Just try it out and then tell us how you did. Tools are only as good as the handler who uses them.

by hexe on 21 April 2013 - 03:04

It's a poor workman who blames his tools.  Like other training tools, the headcollar has it's place in the toolbox, it just needs to be utilized with the right dog to deal with the right circumstance. I certainly would never trust a headcollar alone as a means of restraining a dog that has shown aggression toward anything--but I also would never trust ANY collar as the sole means of restraint when working a dog that has aggression issues to be addressed.  I was taught to ALWAYS have two forms of control, be it 'choke' collar and flat collar, or prong collar and flat collar, or whatever combinations were best for the specific dog in the specific setting. Using a headcollar is no different.  I DO like them for shaping a 'watch me' or 'focus' behavior in dog-aggressive individuals as a response to the presence of another dog--but yeah, you DO first need to acclimate the dog to the device in a neutral setting without the trigger around.  Once the dog has learned to tolerate it, I find it more helpful than trying to use any form of training collar to redirect the dog's attention, for the very reasons Slamdunc outlined earlier.  I've found dogs which are easily triggered into reactive behaviors and tend to become more amped up from collar & leash redirection attempts often respond better to the steady pressure the headcollar exerts on both the bridge of the nose and the back of the dog's neck at the same time--but the handler has to know how to use the device correctly for the safety of the dog, too.
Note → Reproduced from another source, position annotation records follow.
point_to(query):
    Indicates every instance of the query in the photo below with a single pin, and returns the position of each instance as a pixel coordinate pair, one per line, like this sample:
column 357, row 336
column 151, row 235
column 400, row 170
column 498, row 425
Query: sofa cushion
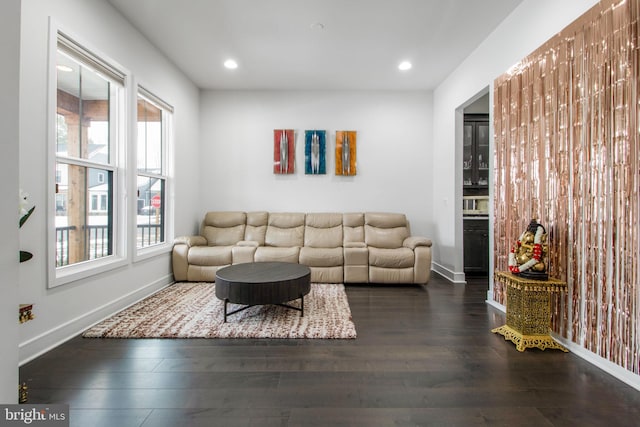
column 321, row 257
column 270, row 253
column 391, row 258
column 323, row 230
column 353, row 228
column 256, row 227
column 223, row 228
column 385, row 230
column 285, row 230
column 209, row 255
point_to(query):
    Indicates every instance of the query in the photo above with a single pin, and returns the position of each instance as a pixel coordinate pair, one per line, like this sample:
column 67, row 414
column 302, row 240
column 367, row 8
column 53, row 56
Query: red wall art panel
column 283, row 151
column 346, row 152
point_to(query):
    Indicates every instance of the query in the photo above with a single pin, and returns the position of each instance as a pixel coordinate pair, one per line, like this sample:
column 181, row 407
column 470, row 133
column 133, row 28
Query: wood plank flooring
column 424, row 356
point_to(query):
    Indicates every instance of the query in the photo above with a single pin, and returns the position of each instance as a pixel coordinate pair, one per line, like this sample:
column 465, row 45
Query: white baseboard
column 452, row 276
column 611, row 368
column 52, row 338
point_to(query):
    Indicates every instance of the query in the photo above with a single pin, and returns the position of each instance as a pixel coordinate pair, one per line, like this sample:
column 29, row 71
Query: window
column 154, row 117
column 89, row 94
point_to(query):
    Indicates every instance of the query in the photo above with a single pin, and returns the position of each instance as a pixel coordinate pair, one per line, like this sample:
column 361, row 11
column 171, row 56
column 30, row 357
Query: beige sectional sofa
column 369, row 247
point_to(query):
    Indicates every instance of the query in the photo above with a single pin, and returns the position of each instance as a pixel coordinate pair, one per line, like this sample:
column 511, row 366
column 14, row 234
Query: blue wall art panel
column 315, row 152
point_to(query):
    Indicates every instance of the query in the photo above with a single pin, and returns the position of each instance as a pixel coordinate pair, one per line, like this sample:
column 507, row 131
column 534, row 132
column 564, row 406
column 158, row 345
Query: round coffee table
column 262, row 283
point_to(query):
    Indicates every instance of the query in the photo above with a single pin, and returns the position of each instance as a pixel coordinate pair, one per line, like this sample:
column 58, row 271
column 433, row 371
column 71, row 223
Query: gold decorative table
column 529, row 311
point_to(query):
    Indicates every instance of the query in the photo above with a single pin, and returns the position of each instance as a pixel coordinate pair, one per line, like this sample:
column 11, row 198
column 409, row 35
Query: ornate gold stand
column 529, row 311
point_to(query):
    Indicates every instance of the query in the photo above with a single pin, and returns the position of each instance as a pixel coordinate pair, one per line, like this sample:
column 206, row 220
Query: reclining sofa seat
column 322, row 250
column 338, row 248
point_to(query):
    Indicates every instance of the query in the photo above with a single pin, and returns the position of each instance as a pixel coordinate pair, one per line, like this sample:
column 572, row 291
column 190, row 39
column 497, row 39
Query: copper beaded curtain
column 567, row 153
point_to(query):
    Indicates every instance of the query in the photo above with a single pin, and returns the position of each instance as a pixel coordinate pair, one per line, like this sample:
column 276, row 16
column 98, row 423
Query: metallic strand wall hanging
column 567, row 152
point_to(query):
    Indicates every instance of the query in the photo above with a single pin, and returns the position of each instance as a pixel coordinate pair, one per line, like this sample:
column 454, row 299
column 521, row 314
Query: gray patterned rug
column 191, row 310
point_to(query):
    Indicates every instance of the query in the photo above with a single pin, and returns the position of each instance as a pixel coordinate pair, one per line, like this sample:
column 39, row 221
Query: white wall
column 394, row 152
column 528, row 27
column 9, row 101
column 64, row 311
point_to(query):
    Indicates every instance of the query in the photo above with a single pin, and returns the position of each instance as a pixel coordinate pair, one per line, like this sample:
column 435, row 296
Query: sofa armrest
column 412, row 242
column 190, row 241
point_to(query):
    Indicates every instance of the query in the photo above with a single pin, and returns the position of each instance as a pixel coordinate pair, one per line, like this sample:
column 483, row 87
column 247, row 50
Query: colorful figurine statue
column 528, row 258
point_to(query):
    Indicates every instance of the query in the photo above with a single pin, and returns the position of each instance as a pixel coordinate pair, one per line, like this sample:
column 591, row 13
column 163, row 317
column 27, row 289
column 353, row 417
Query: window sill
column 142, row 254
column 72, row 273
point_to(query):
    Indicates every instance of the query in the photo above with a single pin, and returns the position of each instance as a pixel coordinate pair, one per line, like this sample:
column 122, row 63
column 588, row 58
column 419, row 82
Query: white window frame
column 61, row 275
column 167, row 124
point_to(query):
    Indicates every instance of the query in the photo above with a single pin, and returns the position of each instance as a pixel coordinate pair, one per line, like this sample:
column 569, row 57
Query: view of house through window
column 151, row 159
column 84, row 159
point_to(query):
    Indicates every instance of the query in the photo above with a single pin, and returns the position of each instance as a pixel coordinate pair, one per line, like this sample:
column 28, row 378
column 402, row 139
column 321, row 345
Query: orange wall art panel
column 346, row 152
column 283, row 151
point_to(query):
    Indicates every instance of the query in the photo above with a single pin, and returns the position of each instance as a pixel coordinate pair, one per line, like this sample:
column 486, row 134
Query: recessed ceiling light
column 404, row 66
column 230, row 64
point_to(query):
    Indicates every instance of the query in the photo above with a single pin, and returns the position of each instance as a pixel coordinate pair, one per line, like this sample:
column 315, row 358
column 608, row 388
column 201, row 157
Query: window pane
column 83, row 97
column 150, row 222
column 84, row 228
column 149, row 137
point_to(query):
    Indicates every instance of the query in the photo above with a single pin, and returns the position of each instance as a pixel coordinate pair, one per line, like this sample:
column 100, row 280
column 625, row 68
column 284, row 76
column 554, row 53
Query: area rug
column 191, row 310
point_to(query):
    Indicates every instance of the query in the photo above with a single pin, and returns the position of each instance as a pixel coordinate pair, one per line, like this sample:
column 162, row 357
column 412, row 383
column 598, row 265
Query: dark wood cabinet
column 476, row 246
column 476, row 153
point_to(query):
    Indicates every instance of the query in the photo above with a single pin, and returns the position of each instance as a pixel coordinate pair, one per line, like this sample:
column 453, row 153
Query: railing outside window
column 97, row 238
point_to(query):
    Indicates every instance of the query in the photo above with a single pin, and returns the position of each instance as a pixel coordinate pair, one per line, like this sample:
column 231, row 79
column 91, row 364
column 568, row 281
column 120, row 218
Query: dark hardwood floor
column 424, row 356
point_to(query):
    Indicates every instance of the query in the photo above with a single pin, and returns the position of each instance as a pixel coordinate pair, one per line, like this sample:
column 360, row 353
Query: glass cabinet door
column 475, row 152
column 482, row 151
column 467, row 155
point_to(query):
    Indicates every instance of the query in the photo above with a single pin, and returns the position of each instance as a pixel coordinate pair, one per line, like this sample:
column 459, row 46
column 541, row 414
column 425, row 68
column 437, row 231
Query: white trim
column 52, row 338
column 609, row 367
column 452, row 276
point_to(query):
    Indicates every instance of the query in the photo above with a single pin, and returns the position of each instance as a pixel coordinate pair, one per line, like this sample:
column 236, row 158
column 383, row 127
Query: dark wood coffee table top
column 258, row 283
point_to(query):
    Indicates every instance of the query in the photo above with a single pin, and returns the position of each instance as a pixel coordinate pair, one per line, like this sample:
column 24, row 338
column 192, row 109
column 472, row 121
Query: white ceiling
column 277, row 45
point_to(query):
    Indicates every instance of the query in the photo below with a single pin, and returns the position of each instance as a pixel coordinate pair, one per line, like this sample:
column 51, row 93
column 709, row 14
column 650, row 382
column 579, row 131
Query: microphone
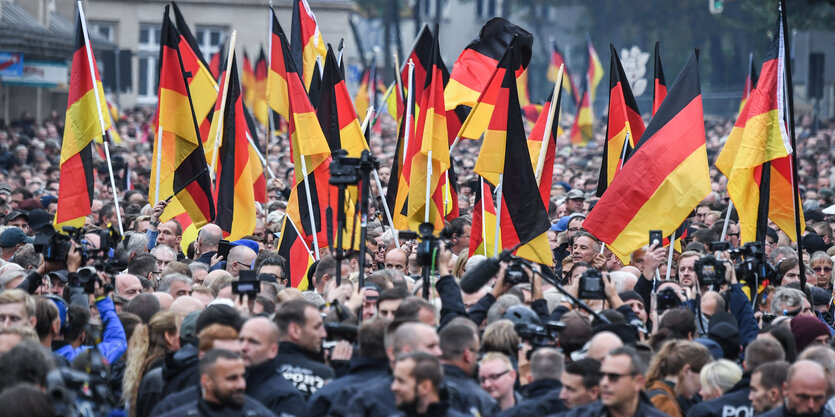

T&T, actually, there ARE some established standards when it comes to dog trainers, at least here in the US--the National Association of Dog Obedience Instructors, for example, requires it's members to have put obedience titles on dogs themselves from green dog on up AND to pass a written exam which is far from a cursory Q&A on basics. Other organizations have established similar protocols, with some having affiliations with board-certified veterinary behaviorists.  Brenda Aloff has a proven, successful track record when it comes to dealing with intraspecies aggression in dogs, and has experience with the behavior in GSDs in addition to managing it in Fox Terriers [where it's primarily a hard-wired behavior from birth in most specimens of the breed]; Sunsilver knows it's going to take time to work this through with the dog who is the subject of the discussion, but I think she's on a path that's been well-marked out by those who went down it before her.